Studio album by Yngwie Malmsteen
- Released: September 3rd 1997
- Recorded: Studio 308 and Criteria Studios in Miami
- Genre: Neoclassical metal, heavy metal
- Length: 59:33
- Label: Pony Canyon
- Producer: Yngwie Malmsteen, Chris Tsangarides

Yngwie Malmsteen chronology
| Inspiration (1996) | Facing the Animal (1997) | Double Live (1998) |

Alternative cover
- United States edition

= Facing the Animal =

Facing the Animal is the tenth studio album by Swedish guitarist Yngwie Malmsteen, released in 1997 through Pony Canyon (Japan) and Mercury Records (United States). The album reached No. 20 on the Finnish albums chart and No. 39 on the Swedish albums chart.

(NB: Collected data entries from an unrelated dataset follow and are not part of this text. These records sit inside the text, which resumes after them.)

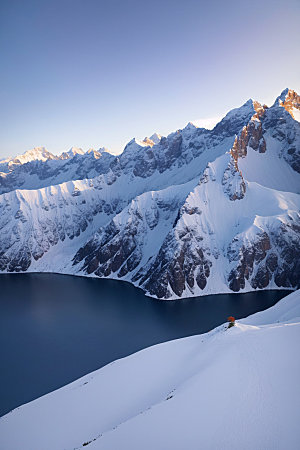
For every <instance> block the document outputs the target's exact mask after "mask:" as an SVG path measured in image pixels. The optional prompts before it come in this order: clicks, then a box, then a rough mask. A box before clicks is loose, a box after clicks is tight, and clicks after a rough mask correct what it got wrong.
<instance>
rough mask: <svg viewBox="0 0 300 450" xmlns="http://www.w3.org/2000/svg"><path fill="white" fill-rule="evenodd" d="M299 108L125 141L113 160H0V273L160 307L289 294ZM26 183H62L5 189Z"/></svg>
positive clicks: (296, 241)
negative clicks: (5, 273) (100, 293)
mask: <svg viewBox="0 0 300 450" xmlns="http://www.w3.org/2000/svg"><path fill="white" fill-rule="evenodd" d="M298 110H299V96H297V94H296V93H294V91H284V92H283V93H282V94H281V96H280V97H278V99H277V100H276V102H275V103H274V105H273V106H271V107H270V108H268V107H267V106H266V105H261V104H259V103H258V102H255V101H252V100H249V101H248V102H246V103H245V104H244V105H243V106H242V107H240V108H237V109H235V110H233V111H231V112H229V113H228V114H227V115H226V116H225V117H224V119H223V120H222V121H221V122H220V123H219V124H218V125H217V126H216V127H215V128H214V129H213V130H205V129H203V128H197V127H196V126H194V125H193V124H188V125H187V127H186V128H184V129H182V130H178V131H176V132H175V133H171V134H170V135H169V136H167V137H161V136H159V135H156V134H155V135H153V136H151V137H150V138H145V139H144V140H143V141H138V140H136V139H133V140H132V141H130V142H129V143H128V144H127V146H126V147H125V149H124V151H123V153H122V154H121V155H119V156H113V155H110V154H109V153H107V152H102V153H101V152H95V151H90V152H88V153H87V154H81V153H80V151H79V150H78V151H76V150H74V151H72V155H70V154H69V153H68V154H67V156H63V158H61V159H57V157H53V158H52V157H49V158H48V159H47V154H46V153H45V152H46V151H45V150H43V155H42V156H41V157H40V158H39V159H33V160H32V159H30V158H31V157H32V156H34V155H31V156H30V157H29V156H28V157H27V159H30V160H29V161H26V162H24V163H23V164H22V163H20V161H19V162H16V161H14V162H13V163H12V164H10V166H9V163H10V162H9V161H2V163H0V167H1V164H2V169H3V173H2V175H1V176H2V178H1V180H2V181H1V180H0V181H1V183H2V189H4V191H5V190H11V192H7V193H5V194H2V195H0V210H1V215H0V230H1V234H0V249H1V251H0V270H2V271H4V272H5V271H25V270H33V271H34V270H38V271H41V270H48V271H49V270H54V271H62V272H64V273H76V274H81V275H87V276H99V277H109V278H116V279H124V280H126V281H130V282H132V283H134V284H135V285H137V286H140V287H141V288H142V289H144V291H145V292H146V293H147V294H148V295H150V296H153V297H157V298H161V299H171V298H182V297H187V296H196V295H204V294H210V293H215V292H230V291H233V292H238V291H249V290H253V289H265V288H280V287H286V288H295V287H297V286H298V285H299V280H300V264H299V261H300V252H299V251H298V248H299V245H298V241H299V238H300V219H299V211H300V195H299V194H300V153H299V152H300V124H299V122H297V121H296V120H295V118H294V117H295V111H298ZM37 174H38V178H37ZM70 176H72V177H77V178H78V179H79V180H80V179H81V178H88V179H83V180H82V181H75V182H74V181H69V182H65V181H66V180H64V178H66V179H68V178H69V177H70ZM33 179H35V183H37V184H43V183H44V184H45V186H47V183H51V180H52V181H53V180H56V181H59V182H60V183H61V184H59V185H56V186H48V187H45V188H40V189H36V190H35V189H32V190H12V187H13V185H15V186H18V185H22V186H26V185H27V184H30V183H31V184H32V183H33ZM5 183H7V185H5Z"/></svg>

Although credited to Malmsteen, "Air on a Theme" is an arrangement of the second movement (Largo) of Antonio Vivaldi's "Piccolo Concerto in C Major (RV443)". Facing the Animal features one of drummer Cozy Powell's last performances before his death in April 1998.

== Critical reception ==

Stephen Thomas Erlewine gave Facing the Animal three stars out of five, saying that "much of the record is stronger than anything Malmsteen has recorded in years" but also calling it "predictable, from the rockers to the power ballads".

Professional ratings
Review scores
| Source | Rating |
| AllMusic | Star |

== Track listing ==

| No. | Title | Length |
|---|---|---|
| 1. | "Braveheart" | 5:19 |
| 2. | "Facing the Animal" | 4:37 |
| 3. | "Enemy" | 4:53 |
| 4. | "Sacrifice" | 4:19 |
| 5. | "Like an Angel – For April" | 5:47 |
| 6. | "My Resurrection" | 4:48 |
| 7. | "Another Time" | 5:03 |
| 8. | "Heathens from the North" | 3:39 |
| 9. | "Alone in Paradise" | 4:33 |
| 10. | "End of My Rope" | 4:24 |
| 11. | "Only the Strong" | 6:05 |
| 12. | "Poison in Your Veins" | 4:23 |
| 13. | "Air on a Theme" | 1:43 |
| Total length: |  | 59:33 |

Japanese edition bonus track
| No. | Title | Length |
|---|---|---|
| 14. | "Casting Pearls Before the Swine" | 3:57 |

== Personnel ==
- Yngwie Malmsteen – guitar, bass (tracks 1, 4, 6, 12), background vocals, arrangement, production
- Mats Levén – lead vocals (except track 13)
- Mats Olausson – keyboards
- Cozy Powell – drums (except track 13)
- Barry Dunaway – bass (except tracks 1, 4, 6, 12, 13)
- Chris Tsangarides – engineering, mixing, production
- Keith Rose – engineering assistance
- Rod Fuller – mastering

== Chart performance ==

| Year | Chart | Position |
| 1998 | Finnish albums chart | 20 |
| Swedish albums chart | 39 |

== Certifications ==

| Region | Certification | Certified units/sales |
| Japan (RIAJ) | Gold | 100,000^{^} |
^{^} Shipments figures based on certification alone.